-
Notifications
You must be signed in to change notification settings - Fork 7
Description
In #470 ld_merge_containers are added.
While merging the results of the harvesters (starting with the most important one and adding less important ones one by one), the context of the ld_merge_dict "A" which contains the progress of the merge is updated with the new context "B".
This is done by a) updating the last dict in A.context with all values in "B"s dictionary/-ies and by b) putting all strings in "B" in reversed order of occurrence before all other items in A.context.

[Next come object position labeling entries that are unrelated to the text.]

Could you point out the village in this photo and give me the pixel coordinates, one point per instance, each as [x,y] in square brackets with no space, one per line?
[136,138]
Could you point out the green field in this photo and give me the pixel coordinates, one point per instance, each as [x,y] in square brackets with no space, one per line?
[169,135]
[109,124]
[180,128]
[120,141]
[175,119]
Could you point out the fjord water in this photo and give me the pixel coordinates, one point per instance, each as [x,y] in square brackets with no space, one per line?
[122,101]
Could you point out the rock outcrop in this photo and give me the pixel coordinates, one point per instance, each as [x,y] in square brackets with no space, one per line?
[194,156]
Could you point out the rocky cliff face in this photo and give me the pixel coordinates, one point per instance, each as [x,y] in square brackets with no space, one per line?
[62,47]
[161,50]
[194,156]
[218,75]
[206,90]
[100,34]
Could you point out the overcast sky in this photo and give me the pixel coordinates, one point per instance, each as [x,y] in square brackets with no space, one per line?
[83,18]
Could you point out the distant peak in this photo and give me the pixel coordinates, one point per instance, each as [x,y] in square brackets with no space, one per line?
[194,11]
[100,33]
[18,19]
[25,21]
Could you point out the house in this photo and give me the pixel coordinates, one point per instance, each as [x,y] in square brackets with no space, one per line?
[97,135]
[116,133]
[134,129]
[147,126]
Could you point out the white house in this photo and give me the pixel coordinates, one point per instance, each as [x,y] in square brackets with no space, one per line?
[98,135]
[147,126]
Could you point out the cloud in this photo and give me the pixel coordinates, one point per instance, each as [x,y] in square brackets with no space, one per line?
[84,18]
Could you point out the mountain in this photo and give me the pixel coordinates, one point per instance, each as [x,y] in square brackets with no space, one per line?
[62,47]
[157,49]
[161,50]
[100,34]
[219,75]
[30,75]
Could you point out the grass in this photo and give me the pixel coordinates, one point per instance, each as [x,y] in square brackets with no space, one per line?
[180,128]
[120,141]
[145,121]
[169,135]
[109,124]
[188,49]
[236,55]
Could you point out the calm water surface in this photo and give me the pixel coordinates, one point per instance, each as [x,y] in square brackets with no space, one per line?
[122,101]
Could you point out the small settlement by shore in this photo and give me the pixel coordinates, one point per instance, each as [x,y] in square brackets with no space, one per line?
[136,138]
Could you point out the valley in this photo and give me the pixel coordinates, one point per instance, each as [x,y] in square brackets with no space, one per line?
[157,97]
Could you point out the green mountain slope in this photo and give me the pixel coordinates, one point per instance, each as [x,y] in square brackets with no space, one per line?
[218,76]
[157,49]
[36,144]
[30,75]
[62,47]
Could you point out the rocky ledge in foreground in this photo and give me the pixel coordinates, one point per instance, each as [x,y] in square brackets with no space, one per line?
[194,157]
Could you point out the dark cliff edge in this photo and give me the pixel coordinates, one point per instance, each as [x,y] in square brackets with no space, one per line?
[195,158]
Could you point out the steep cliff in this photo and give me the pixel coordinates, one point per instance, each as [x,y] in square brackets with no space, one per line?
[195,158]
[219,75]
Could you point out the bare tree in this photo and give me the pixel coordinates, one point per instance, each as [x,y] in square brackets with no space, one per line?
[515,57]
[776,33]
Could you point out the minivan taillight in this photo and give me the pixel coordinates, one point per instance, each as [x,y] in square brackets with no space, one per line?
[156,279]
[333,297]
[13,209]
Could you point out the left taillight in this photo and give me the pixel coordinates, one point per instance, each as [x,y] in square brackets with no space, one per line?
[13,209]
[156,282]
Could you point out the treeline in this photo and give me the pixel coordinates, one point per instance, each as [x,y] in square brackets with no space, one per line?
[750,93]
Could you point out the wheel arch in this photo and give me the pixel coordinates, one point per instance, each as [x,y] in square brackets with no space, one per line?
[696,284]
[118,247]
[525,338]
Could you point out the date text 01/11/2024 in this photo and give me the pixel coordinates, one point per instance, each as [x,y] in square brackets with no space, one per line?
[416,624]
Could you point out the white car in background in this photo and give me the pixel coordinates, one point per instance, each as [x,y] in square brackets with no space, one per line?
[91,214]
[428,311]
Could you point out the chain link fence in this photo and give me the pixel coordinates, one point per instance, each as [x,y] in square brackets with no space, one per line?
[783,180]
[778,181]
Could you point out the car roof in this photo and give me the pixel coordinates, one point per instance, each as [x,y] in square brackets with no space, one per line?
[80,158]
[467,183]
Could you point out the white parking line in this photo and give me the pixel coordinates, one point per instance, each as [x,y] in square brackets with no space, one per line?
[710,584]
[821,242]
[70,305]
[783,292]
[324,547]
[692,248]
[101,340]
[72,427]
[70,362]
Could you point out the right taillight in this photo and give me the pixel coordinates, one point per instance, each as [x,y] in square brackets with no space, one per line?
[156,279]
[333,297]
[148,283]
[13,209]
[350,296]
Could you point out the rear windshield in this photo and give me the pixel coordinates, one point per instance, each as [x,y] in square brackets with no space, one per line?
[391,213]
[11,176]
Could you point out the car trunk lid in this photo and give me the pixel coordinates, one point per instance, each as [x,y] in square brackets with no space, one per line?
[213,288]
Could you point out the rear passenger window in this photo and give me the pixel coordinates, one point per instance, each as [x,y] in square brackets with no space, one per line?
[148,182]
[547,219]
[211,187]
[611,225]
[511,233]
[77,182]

a) leads to the problem that if A.context[-1] maps the same compacted key to a different iri then "B", "A"s mapping is overwritten although "B" is the context of data with less importance:
from hermes.model.types import ld_dict
from hermes.model.merge.container import ld_merge_dict
obj = ld_merge_dict([{}], context=[{"codemeta": "https://doi.org/10.5063/schema/codemeta-2.0/"}])
obj["codemeta:softwareSuggestions"] = "https://github.com/softwarepub/hermes/issues"
new_obj = ld_dict([{}], context=[{"codemeta": "https://doi.org/10.5063/schema/codemeta-1.0/"}])
new_obj["codemeta:zippedCode"] = "https://github.com/softwarepub/hermes"
obj.update(new_obj) # resulting context is only [{"codemeta": "https://doi.org/10.5063/schema/codemeta-1.0/"}]
assert obj["https://doi.org/10.5063/schema/codemeta-1.0/zippedCode"] == ["https://github.com/softwarepub/hermes"] # True
assert obj["codemeta:zippedCode"] == ["https://github.com/softwarepub/hermes"] # True
assert obj["https://doi.org/10.5063/schema/codemeta-2.0/softwareSuggestions"] == ["https://github.com/softwarepub/hermes/issues"] # True
assert obj["codemeta:softwareSuggestions"] == ["https://github.com/softwarepub/hermes/issues"] # KeyErrorb) just leads to weird priorities and shouldn't affect the merging.
My suggestion is to set "A"s context to "B" concatenated with "A"s old context. This avoids deleting compaction options and will make the conversions in "A" more important then those in "B".